We got hit with some major volatility yesterday with a 19.5 point move up in 2 minutes (but only 53k contracts traded) and then a 1 minute 16 point drop, again with just 26k contracts traded. Big swings with relatively low volume means that the liquidity disappeared. Just after that, a fellow trader sent me a link to this article....

The Market Has Just Gone Nuts | Zero Hedge

The upshot being that there's US$1.1 trillion in S&P500 options expiring Friday with a lot of them being puts just below where the market is.

Now - a couple of things to consider there.

1 - People tend to overblow the numbers when they talk about derivatives. The nominal value of a single emini S&P500 contract is a little over $100k but obviously when you trade a contract, you are not risking $100. So when people report numbers, they tend to do so in the most newsworthy manner. So there is a tendency to pump up the numbers to the highest one that fits.

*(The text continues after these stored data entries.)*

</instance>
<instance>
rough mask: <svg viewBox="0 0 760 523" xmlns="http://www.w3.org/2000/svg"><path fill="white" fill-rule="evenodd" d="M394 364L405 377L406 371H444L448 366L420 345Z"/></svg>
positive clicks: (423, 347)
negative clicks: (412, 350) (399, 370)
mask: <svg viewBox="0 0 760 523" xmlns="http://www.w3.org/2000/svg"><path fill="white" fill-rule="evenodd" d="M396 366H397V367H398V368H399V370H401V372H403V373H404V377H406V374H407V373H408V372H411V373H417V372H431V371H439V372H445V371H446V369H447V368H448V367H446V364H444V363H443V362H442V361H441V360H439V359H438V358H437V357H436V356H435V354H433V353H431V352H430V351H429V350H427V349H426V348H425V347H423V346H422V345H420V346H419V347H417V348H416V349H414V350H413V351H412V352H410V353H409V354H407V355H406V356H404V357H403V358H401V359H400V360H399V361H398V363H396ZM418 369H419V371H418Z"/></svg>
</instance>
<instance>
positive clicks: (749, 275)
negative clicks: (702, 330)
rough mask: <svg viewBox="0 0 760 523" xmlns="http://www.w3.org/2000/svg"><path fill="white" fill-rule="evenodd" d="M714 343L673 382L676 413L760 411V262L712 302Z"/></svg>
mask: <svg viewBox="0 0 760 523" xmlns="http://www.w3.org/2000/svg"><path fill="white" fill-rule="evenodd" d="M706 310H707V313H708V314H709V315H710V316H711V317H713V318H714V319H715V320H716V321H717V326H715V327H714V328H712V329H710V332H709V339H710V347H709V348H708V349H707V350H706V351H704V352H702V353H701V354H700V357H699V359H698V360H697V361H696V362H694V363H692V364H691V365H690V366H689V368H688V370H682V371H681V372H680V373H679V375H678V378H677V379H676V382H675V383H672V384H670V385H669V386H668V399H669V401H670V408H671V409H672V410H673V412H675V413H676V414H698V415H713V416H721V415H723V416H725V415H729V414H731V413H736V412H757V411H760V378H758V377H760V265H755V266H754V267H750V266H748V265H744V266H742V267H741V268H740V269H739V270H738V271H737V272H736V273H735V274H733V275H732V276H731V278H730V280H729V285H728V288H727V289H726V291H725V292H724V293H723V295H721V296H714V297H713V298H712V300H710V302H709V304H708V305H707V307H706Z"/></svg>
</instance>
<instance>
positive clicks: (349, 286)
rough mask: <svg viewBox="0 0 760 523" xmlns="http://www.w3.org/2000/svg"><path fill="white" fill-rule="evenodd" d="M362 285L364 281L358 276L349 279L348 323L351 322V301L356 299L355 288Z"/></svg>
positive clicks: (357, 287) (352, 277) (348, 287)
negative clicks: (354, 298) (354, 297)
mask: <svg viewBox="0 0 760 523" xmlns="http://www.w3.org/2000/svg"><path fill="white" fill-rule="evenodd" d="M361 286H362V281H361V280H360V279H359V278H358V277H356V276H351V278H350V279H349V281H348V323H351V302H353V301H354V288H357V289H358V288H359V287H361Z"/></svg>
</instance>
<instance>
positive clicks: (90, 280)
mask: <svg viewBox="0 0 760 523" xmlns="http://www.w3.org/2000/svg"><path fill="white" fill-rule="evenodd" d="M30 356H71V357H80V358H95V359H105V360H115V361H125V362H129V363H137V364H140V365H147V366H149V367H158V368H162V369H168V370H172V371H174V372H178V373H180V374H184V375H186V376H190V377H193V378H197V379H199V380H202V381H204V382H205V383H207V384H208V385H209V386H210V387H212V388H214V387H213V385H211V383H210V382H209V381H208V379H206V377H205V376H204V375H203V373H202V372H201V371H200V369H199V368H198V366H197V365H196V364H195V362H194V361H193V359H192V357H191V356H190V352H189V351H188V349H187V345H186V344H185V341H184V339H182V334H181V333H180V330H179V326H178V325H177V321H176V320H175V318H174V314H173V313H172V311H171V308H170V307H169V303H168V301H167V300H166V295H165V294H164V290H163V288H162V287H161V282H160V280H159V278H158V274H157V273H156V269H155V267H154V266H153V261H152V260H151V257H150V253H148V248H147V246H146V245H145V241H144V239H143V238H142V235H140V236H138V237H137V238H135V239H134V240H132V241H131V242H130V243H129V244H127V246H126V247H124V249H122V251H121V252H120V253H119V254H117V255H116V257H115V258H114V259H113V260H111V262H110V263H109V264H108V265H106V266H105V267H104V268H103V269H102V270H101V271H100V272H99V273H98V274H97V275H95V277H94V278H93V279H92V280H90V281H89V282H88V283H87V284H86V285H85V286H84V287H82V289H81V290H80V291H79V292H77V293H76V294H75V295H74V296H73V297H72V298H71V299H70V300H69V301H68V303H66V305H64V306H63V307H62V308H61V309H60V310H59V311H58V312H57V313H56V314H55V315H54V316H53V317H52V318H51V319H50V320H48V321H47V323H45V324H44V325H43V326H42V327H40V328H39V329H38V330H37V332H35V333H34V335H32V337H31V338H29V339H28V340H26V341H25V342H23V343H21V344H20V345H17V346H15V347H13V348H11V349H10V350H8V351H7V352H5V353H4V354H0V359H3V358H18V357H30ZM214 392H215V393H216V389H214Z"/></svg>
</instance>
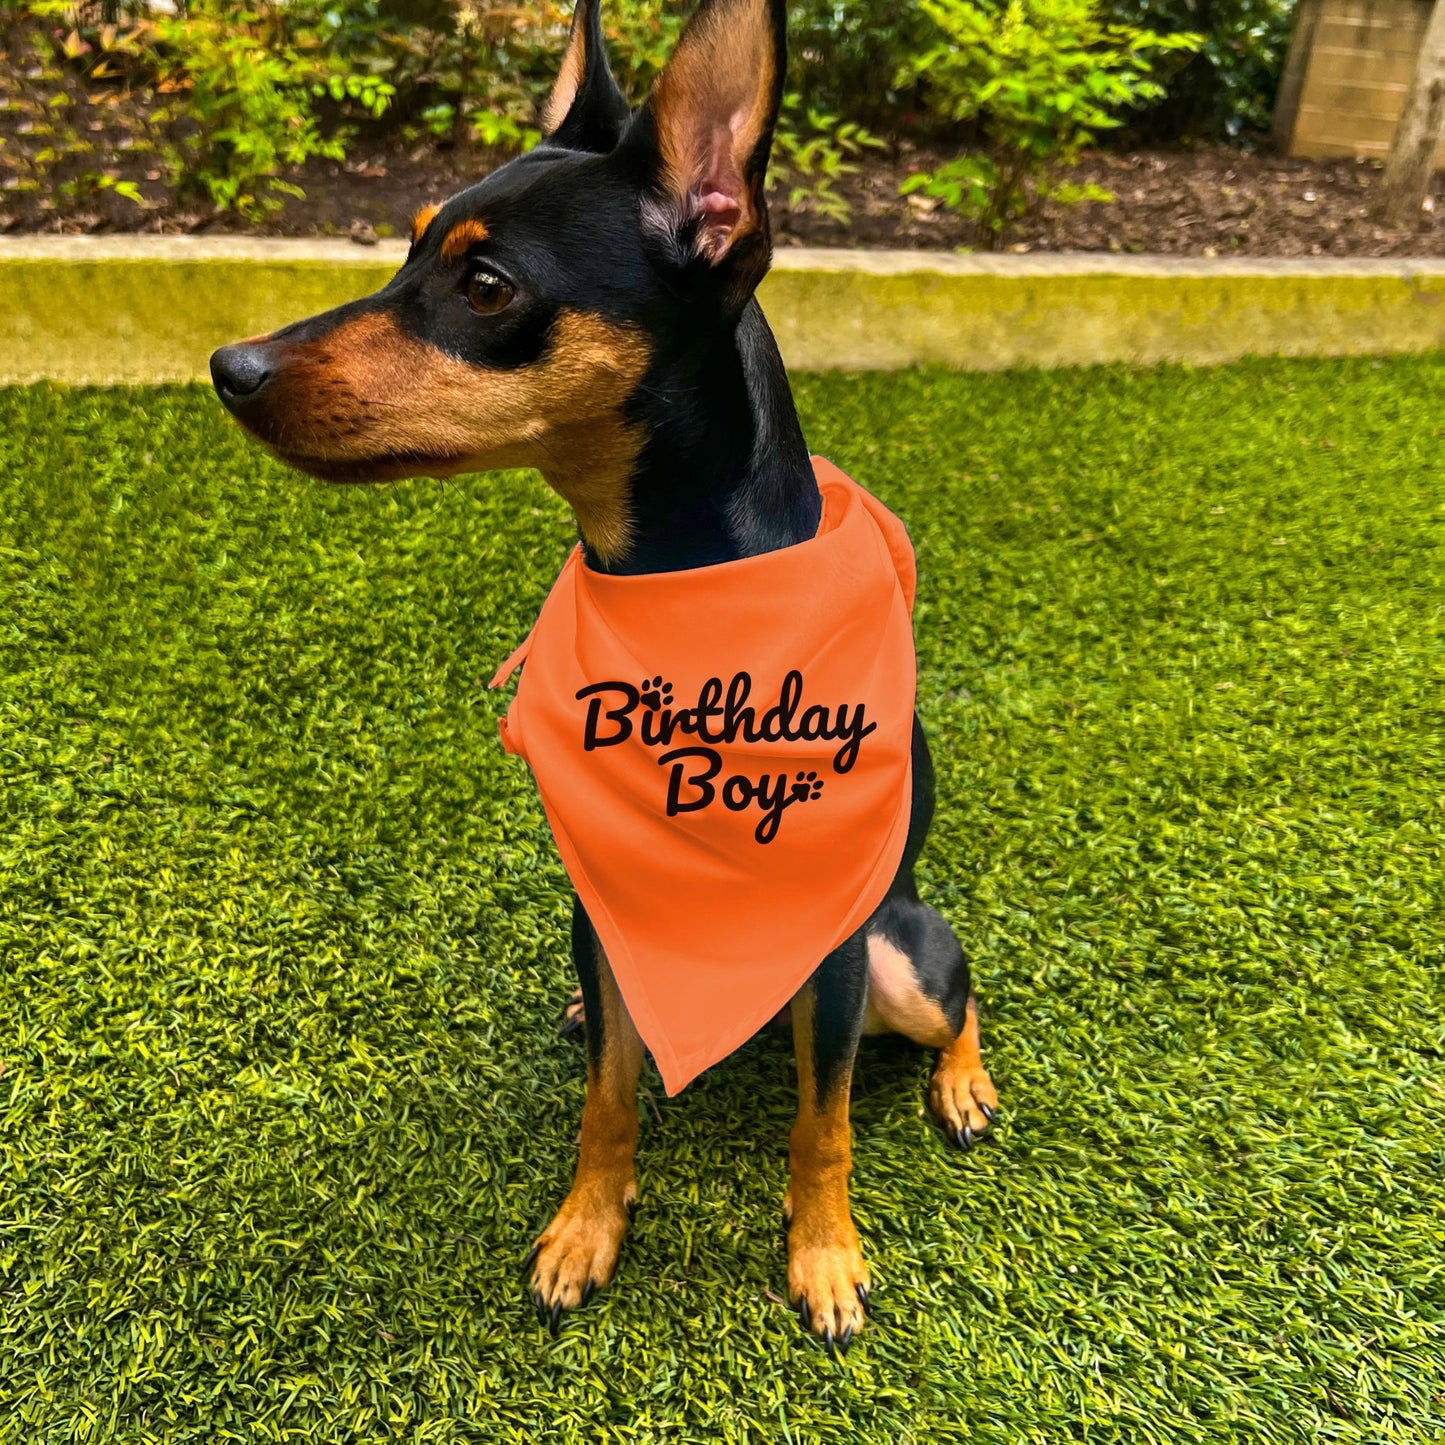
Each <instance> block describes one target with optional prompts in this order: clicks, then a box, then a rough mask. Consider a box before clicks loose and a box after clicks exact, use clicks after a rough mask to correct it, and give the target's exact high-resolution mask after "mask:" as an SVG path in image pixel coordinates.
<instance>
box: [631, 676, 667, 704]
mask: <svg viewBox="0 0 1445 1445" xmlns="http://www.w3.org/2000/svg"><path fill="white" fill-rule="evenodd" d="M639 696H640V699H642V705H643V707H644V708H655V709H656V708H670V707H672V683H670V682H663V679H662V678H643V679H642V688H640V689H639Z"/></svg>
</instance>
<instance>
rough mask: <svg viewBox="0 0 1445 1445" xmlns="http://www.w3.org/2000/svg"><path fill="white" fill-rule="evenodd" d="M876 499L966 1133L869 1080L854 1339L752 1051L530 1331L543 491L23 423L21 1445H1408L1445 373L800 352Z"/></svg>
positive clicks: (551, 970) (550, 928) (5, 492)
mask: <svg viewBox="0 0 1445 1445" xmlns="http://www.w3.org/2000/svg"><path fill="white" fill-rule="evenodd" d="M798 389H799V400H801V406H802V412H803V416H805V423H806V426H808V431H809V438H811V441H812V444H814V445H815V447H816V448H818V449H819V451H822V452H825V454H828V455H831V457H832V458H834V460H835V461H837V462H840V464H841V465H842V467H845V468H847V470H848V471H851V473H853V474H854V475H855V477H857V478H858V480H860V481H863V483H866V484H867V486H870V487H873V488H874V490H876V491H877V493H879V494H880V496H881V497H883V499H884V500H886V501H887V503H890V504H892V506H893V507H894V509H896V510H897V512H899V513H902V516H903V517H905V519H906V520H907V523H909V526H910V529H912V533H913V539H915V542H916V545H918V553H919V564H920V574H922V585H920V592H919V605H918V637H919V656H920V668H922V672H920V686H919V699H920V708H922V712H923V717H925V721H926V724H928V727H929V730H931V734H932V738H933V751H935V757H936V762H938V769H939V792H941V799H942V806H941V809H939V818H938V824H936V828H935V834H933V840H932V842H931V845H929V848H928V851H926V854H925V867H923V876H925V879H923V881H925V887H926V892H928V894H929V897H931V899H932V900H933V902H936V903H938V905H939V906H941V907H942V909H944V912H945V913H946V915H948V918H949V919H951V920H952V922H954V923H955V925H957V928H958V931H959V933H961V935H962V938H964V939H965V946H967V949H968V952H970V954H971V957H972V961H974V968H975V977H977V985H978V991H980V996H981V998H983V1004H984V1020H985V1029H984V1032H985V1040H984V1042H985V1052H987V1056H988V1059H990V1062H991V1066H993V1069H994V1078H996V1079H997V1081H998V1085H1000V1090H1001V1095H1003V1103H1004V1113H1003V1127H1001V1130H1000V1133H998V1136H997V1139H994V1140H991V1142H990V1143H988V1144H987V1146H985V1147H980V1149H978V1150H975V1152H974V1153H972V1155H968V1156H961V1155H958V1153H955V1152H952V1150H949V1149H948V1147H945V1144H944V1143H942V1140H941V1139H939V1136H938V1134H936V1133H935V1131H933V1130H932V1129H931V1126H929V1123H928V1121H926V1118H925V1114H923V1101H922V1091H923V1085H925V1079H926V1074H928V1066H929V1065H928V1059H926V1058H925V1056H923V1055H922V1053H920V1052H918V1051H915V1049H912V1048H909V1046H905V1045H900V1043H893V1042H889V1040H883V1042H870V1043H866V1046H864V1051H863V1056H861V1062H860V1069H858V1077H857V1081H855V1088H854V1127H855V1140H857V1152H855V1173H854V1208H855V1214H857V1220H858V1225H860V1230H861V1233H863V1237H864V1248H866V1251H867V1256H868V1260H870V1264H871V1269H873V1276H874V1282H876V1289H874V1295H873V1311H871V1322H870V1327H868V1329H867V1332H866V1334H864V1335H863V1337H861V1340H860V1342H858V1344H857V1345H855V1347H854V1350H853V1353H851V1355H850V1357H848V1358H847V1361H844V1363H832V1361H829V1360H827V1358H825V1357H824V1354H822V1353H821V1351H819V1348H818V1347H816V1344H814V1342H811V1341H809V1340H808V1338H805V1337H803V1335H802V1334H801V1331H799V1329H798V1325H796V1324H795V1321H793V1318H792V1316H790V1314H789V1312H788V1311H786V1309H785V1308H783V1305H782V1303H780V1301H779V1299H777V1295H779V1292H780V1289H782V1283H783V1244H782V1235H780V1230H779V1202H780V1198H782V1192H783V1186H785V1172H786V1134H788V1127H789V1121H790V1111H792V1098H793V1094H792V1062H790V1055H789V1048H788V1043H786V1039H783V1038H776V1036H764V1038H760V1039H757V1040H754V1042H753V1043H750V1045H749V1046H747V1048H744V1049H743V1051H741V1052H740V1053H738V1055H737V1056H734V1058H733V1059H730V1061H727V1062H725V1064H722V1065H720V1066H718V1068H715V1069H712V1071H711V1072H709V1074H707V1075H705V1077H704V1078H702V1079H701V1081H698V1082H696V1084H695V1085H694V1087H691V1088H689V1090H686V1091H685V1092H683V1094H682V1095H679V1097H678V1098H676V1100H666V1098H665V1097H663V1094H662V1090H660V1087H659V1084H657V1081H656V1075H653V1074H652V1072H650V1069H649V1071H647V1072H646V1074H644V1097H643V1101H642V1111H643V1136H642V1149H640V1159H639V1169H640V1175H639V1178H640V1185H642V1209H640V1212H639V1217H637V1221H636V1225H634V1230H633V1233H631V1235H630V1240H629V1243H627V1246H626V1248H624V1254H623V1263H621V1269H620V1274H618V1279H617V1282H616V1285H614V1286H613V1287H611V1289H610V1290H607V1292H604V1293H603V1295H600V1296H598V1298H597V1299H595V1301H594V1302H592V1305H591V1306H588V1309H587V1311H584V1312H582V1314H579V1315H577V1316H574V1318H572V1319H571V1321H569V1322H568V1324H566V1325H565V1328H564V1331H562V1335H561V1338H559V1340H556V1341H552V1340H551V1338H549V1337H548V1335H546V1332H545V1331H543V1329H540V1328H539V1327H538V1324H536V1319H535V1318H533V1315H532V1312H530V1308H529V1305H527V1302H526V1298H525V1292H523V1287H522V1283H520V1280H519V1277H517V1263H519V1260H520V1259H522V1256H523V1253H525V1251H526V1248H527V1244H529V1243H530V1240H532V1237H533V1234H535V1233H536V1231H538V1230H539V1228H540V1227H542V1225H543V1224H545V1222H546V1220H548V1218H549V1215H551V1211H552V1209H553V1208H555V1207H556V1204H558V1202H559V1201H561V1199H562V1195H564V1192H565V1189H566V1185H568V1179H569V1172H571V1163H572V1152H574V1139H575V1131H577V1118H578V1113H579V1107H581V1097H582V1072H584V1059H582V1052H581V1049H579V1048H577V1046H575V1045H568V1043H566V1042H564V1040H561V1039H559V1038H558V1036H556V1032H555V1022H556V1017H558V1013H559V1009H561V1004H562V1001H564V998H565V994H566V990H568V987H569V980H568V962H566V946H565V932H566V920H568V902H566V892H565V879H564V874H562V871H561V868H559V866H558V863H556V858H555V855H553V851H552V847H551V841H549V837H548V832H546V828H545V824H543V819H542V815H540V811H539V806H538V802H536V798H535V793H533V789H532V785H530V780H529V777H527V775H526V772H525V769H523V766H522V764H520V763H517V762H516V760H512V759H506V757H504V756H503V753H501V749H500V746H499V741H497V736H496V717H497V712H499V709H500V708H501V705H503V699H501V696H499V695H496V694H488V692H487V691H486V688H484V679H486V678H487V676H488V675H490V672H491V669H493V666H494V663H496V662H497V660H499V659H500V657H503V656H504V655H506V653H507V652H509V650H510V647H512V646H513V643H514V642H516V640H517V639H519V637H520V634H522V633H523V630H525V629H526V626H527V623H529V620H530V618H532V616H533V613H535V608H536V605H538V603H539V601H540V598H542V595H543V592H545V590H546V587H548V584H549V581H551V578H552V575H553V572H555V569H556V566H558V564H559V562H561V559H562V556H564V552H565V549H566V546H568V527H566V517H565V512H564V509H562V507H561V504H559V503H558V501H556V500H555V499H552V497H551V494H549V493H546V491H545V488H543V487H542V484H540V483H539V481H538V480H536V478H533V477H527V475H523V474H510V475H493V477H477V478H470V480H467V481H464V483H460V484H455V486H448V487H445V488H441V487H438V486H436V484H429V483H415V484H403V486H396V487H392V488H389V490H370V488H360V490H331V488H327V487H322V486H321V484H315V483H308V481H305V480H302V478H299V477H295V475H292V474H288V473H286V471H283V470H282V468H280V467H279V465H277V464H275V462H272V461H269V460H267V458H266V457H263V455H262V454H260V452H259V451H257V449H254V448H253V447H251V445H249V444H247V442H246V441H244V439H243V436H241V435H240V432H238V431H237V429H236V428H234V425H231V423H230V422H228V420H227V419H225V418H224V416H223V415H221V412H220V407H218V406H217V405H215V402H214V400H212V397H211V396H210V394H208V393H205V392H201V390H184V389H172V390H143V392H64V390H46V389H33V390H16V392H9V393H0V595H3V598H4V608H3V614H0V670H3V681H0V772H3V782H4V788H3V793H0V818H3V821H0V968H3V972H0V1169H3V1172H0V1442H4V1445H22V1442H23V1445H32V1442H43V1445H51V1442H56V1445H59V1442H72V1441H74V1442H79V1441H85V1442H100V1441H104V1442H111V1441H116V1442H118V1441H124V1442H131V1441H134V1442H140V1441H146V1442H166V1445H179V1442H201V1441H205V1442H212V1441H214V1442H272V1441H276V1442H306V1445H322V1442H325V1445H334V1442H353V1441H354V1442H363V1441H367V1442H370V1441H418V1442H451V1441H467V1442H473V1441H542V1439H548V1441H552V1439H556V1441H601V1439H607V1441H653V1439H657V1441H663V1439H665V1441H699V1442H701V1441H744V1439H747V1441H753V1439H757V1441H815V1439H828V1441H835V1439H837V1441H841V1439H848V1441H879V1442H892V1445H897V1442H909V1441H920V1442H923V1441H929V1442H932V1441H952V1439H958V1441H965V1439H967V1441H977V1442H988V1445H1032V1442H1039V1445H1053V1442H1059V1441H1091V1442H1094V1441H1098V1442H1108V1441H1120V1442H1126V1441H1127V1442H1130V1445H1136V1442H1137V1445H1144V1442H1208V1445H1214V1442H1246V1441H1247V1442H1260V1445H1280V1442H1286V1441H1331V1442H1361V1445H1366V1442H1367V1445H1383V1442H1400V1445H1420V1442H1428V1441H1439V1439H1445V1251H1442V1244H1445V1211H1442V1201H1445V1189H1442V1183H1441V1181H1442V1178H1445V1074H1442V1068H1441V1058H1442V1049H1445V1026H1442V1017H1445V1007H1442V1004H1445V981H1442V970H1441V965H1442V962H1445V919H1442V902H1445V866H1442V853H1441V848H1442V842H1445V812H1442V793H1445V786H1442V767H1445V743H1442V722H1445V708H1442V696H1445V605H1442V604H1445V490H1442V486H1441V483H1442V468H1441V455H1442V442H1445V406H1442V405H1441V396H1442V394H1445V358H1439V357H1435V358H1416V360H1394V361H1389V363H1377V361H1341V363H1250V364H1241V366H1234V367H1228V368H1222V370H1214V371H1182V370H1152V371H1127V370H1092V371H1078V373H1052V374H1046V373H1025V374H1010V376H949V374H941V373H900V374H893V376H871V377H860V376H827V377H803V379H799V386H798Z"/></svg>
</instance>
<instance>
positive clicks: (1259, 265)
mask: <svg viewBox="0 0 1445 1445" xmlns="http://www.w3.org/2000/svg"><path fill="white" fill-rule="evenodd" d="M405 254H406V247H405V246H403V244H402V243H394V241H393V243H381V244H379V246H374V247H360V246H354V244H351V243H350V241H288V240H259V238H244V237H234V238H233V237H227V238H197V237H0V383H17V381H39V380H56V381H69V383H117V381H133V383H146V381H185V380H194V379H204V377H205V374H207V357H208V355H210V353H211V351H212V350H214V348H215V347H218V345H221V344H224V342H225V341H234V340H237V338H240V337H247V335H254V334H257V332H264V331H270V329H273V328H275V327H279V325H283V324H285V322H288V321H296V319H299V318H302V316H306V315H311V314H312V312H316V311H324V309H325V308H328V306H334V305H338V303H340V302H342V301H348V299H351V298H354V296H361V295H366V293H367V292H370V290H374V289H376V288H379V286H381V285H383V283H384V282H386V280H387V279H389V277H390V276H392V275H393V272H394V270H396V269H397V266H399V264H400V263H402V257H403V256H405ZM762 301H763V306H764V309H766V312H767V316H769V321H770V322H772V325H773V329H775V331H776V334H777V340H779V342H780V345H782V350H783V357H785V358H786V361H788V364H789V366H792V367H798V368H803V370H827V368H845V370H877V368H893V367H903V366H913V364H939V366H951V367H964V368H974V370H997V368H1001V367H1010V366H1045V367H1048V366H1088V364H1094V363H1101V361H1129V363H1152V361H1183V363H1191V364H1211V363H1217V361H1230V360H1234V358H1237V357H1241V355H1315V357H1324V355H1370V354H1377V355H1384V354H1390V353H1403V351H1428V350H1435V348H1445V260H1350V262H1338V260H1176V259H1172V257H1140V256H1130V257H1123V256H1120V257H1114V256H1092V254H1087V256H1085V254H1078V256H952V254H944V253H925V251H848V250H782V251H779V254H777V260H776V264H775V267H773V273H772V275H770V276H769V277H767V280H766V282H764V285H763V290H762Z"/></svg>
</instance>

2 - Regardless of the fact the market is overweight puts, there were buyers and sellers of those puts. So there's people on both sides of that trade, people that will benefit if it goes down, people that will benefit if it goes up.

3 - Many of the puts will not have been speculative trades but hedges, so some of the holders wont care what the market does.

But still - that's a lot of money on the line and we can't expect either side to just sit by the sidelines and wait it out.

Tennis is not considered a dangerous sport, but it becomes dangerous when playing in a court full of elephants. In my opinion, that's what we have today. We have a potential FED rate hike (or not) and we have a lot of people that stand to benefit and lose based on where price ends up on Friday. So it could get interesting.

My own method of looking at the market is to look for areas I think speculators might jump on board and then joining when they do. I don't think this is that type of market. That presumes that speculators are the main players and that liquidity providers are doing their job in a fairly safe environment.

I think the market conditions - will cause liquidity providers to be extra cautious (i.e. missing) and for speculators like myself to be less significant. There is the potential for the markets to get pushed around.

In short, it's more dangerous to trade right now and in addition, my own method of analyzing the market is based on a set of presumptions that cannot be relied on from here till Friday.

That doesn't mean you can't trade it. I will watch it and see and possibly try to scale into a trade if the market puts in a run. If liquidity disappears, I won't even try that.